Claudia: Oh, it’s really difficult to film sequences where Zhaan would be around elements like water, because Virginia Hey is covered in paint which will obviously run in these sorts of extreme environments. They managed to put us into water twice and then they thought it wasn’t such a terrific idea, episode three when Aeryn suffering from heat delirium and the two chicks are in the shower together. It made a great image for sort of advertising purposes, but I think the practicality of it soon sort of necessitated a change of direction. Whenever you’re working with special effects on set, you always then have to go in and redo your dialogue because they need a clean track, we’re now doing at the moment about I’d say sixty to eighty percent of our dialogue again, because of the studios that we’re shooting in. A lot of the stuff that you see on the show is very action based, and what you’re doing...your commitment as an actor to the activity will inform the vocal quality with which you perform, and it’s very difficult to then get back into the ADR booth and redo your dialogue without the physical action attached to it. [Scene showing Pilot’s room] I love this.

Anthony: Oh yeah, one of the very first composites shots of Pilot’s den. In actuality of course all we have on set is the barrier around Pilot and the puppet itself, and all the rest is added in with a plate shot and with CGI.

Claudia: And that was the first time, we were shooting for weeks on end before we saw that shot complete.

Anthony: Yes, that was wonderful for us to see how large that area is and extensive, ‘cause when on set shooting you imaging Pilot’s in this quite contained space but in fact it’s really large.

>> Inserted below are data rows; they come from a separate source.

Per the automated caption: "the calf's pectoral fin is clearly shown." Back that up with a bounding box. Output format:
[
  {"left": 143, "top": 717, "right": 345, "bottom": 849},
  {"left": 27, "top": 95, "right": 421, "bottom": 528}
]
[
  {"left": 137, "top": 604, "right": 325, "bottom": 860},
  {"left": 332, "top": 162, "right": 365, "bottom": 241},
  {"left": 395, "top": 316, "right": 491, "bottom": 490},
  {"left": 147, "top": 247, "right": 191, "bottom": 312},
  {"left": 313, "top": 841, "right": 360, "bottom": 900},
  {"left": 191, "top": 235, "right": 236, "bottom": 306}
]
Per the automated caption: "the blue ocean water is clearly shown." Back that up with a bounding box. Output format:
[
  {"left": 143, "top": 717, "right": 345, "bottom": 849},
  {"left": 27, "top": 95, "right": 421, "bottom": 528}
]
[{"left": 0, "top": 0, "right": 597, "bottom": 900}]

Claudia: It’s only I think towards the end of season one and early in season two that the environment of the Pilot’s den has been sort of broadened by the directors, who have been cheating, sort of what would exists just below Pilot’s den and around it. This is at the very early stages of the Crichton and Aeryn relationship, and earlier on in the episode you’ll see that we were sort of bashing bulk heads together, and developing that unresolved sexual tension, moonlighting in space type banter. Aeryn doesn’t quite know how to deal with Crichton, she’s been brought up in an environment where she had no parental guidance. She was taught that emotions are not to be expressed or displayed unless they are those of anger and more negative warrior style emotions, to be very focused and not think about anything sentimental or romantic because it will get you killed in the heat of battle. She’s intrigued by him, she’s incredibly intrigued by Crichton, but she’s very threatened by what he represents, which is the removal from her environment and the necessity for change to survive. One of my most treasured memories of Farscape was in the very first week, and Anthony Simcoe and I were standing in the wings about to go onto set, and I remember you saying ‘I can’t believe I’ve spent my entire childhood wishing to be on a show like this.Wanting to pretend for half of my childhood that I could be out in space, and I’m about to walk onto set, on to command and say Pilot, prepare for starburst.’

Anthony: It was my favorite line in the whole thing, just wanted to get out there, (in D’Argo’s voice) ‘Pilot, prepare for starburst,’ was like yeah! (both laughing)

[Ending credits]

Claudia: Thank you very much for the opportunity to do this commentary, I love listening to DVD commentaries myself and I hope you’ll take the time over these credits to have a look at some of the names of these people who involved in season one and creating quite an extraordinary journey for all of us.

Anthony: It is, thanks very much, hope you enjoyed it.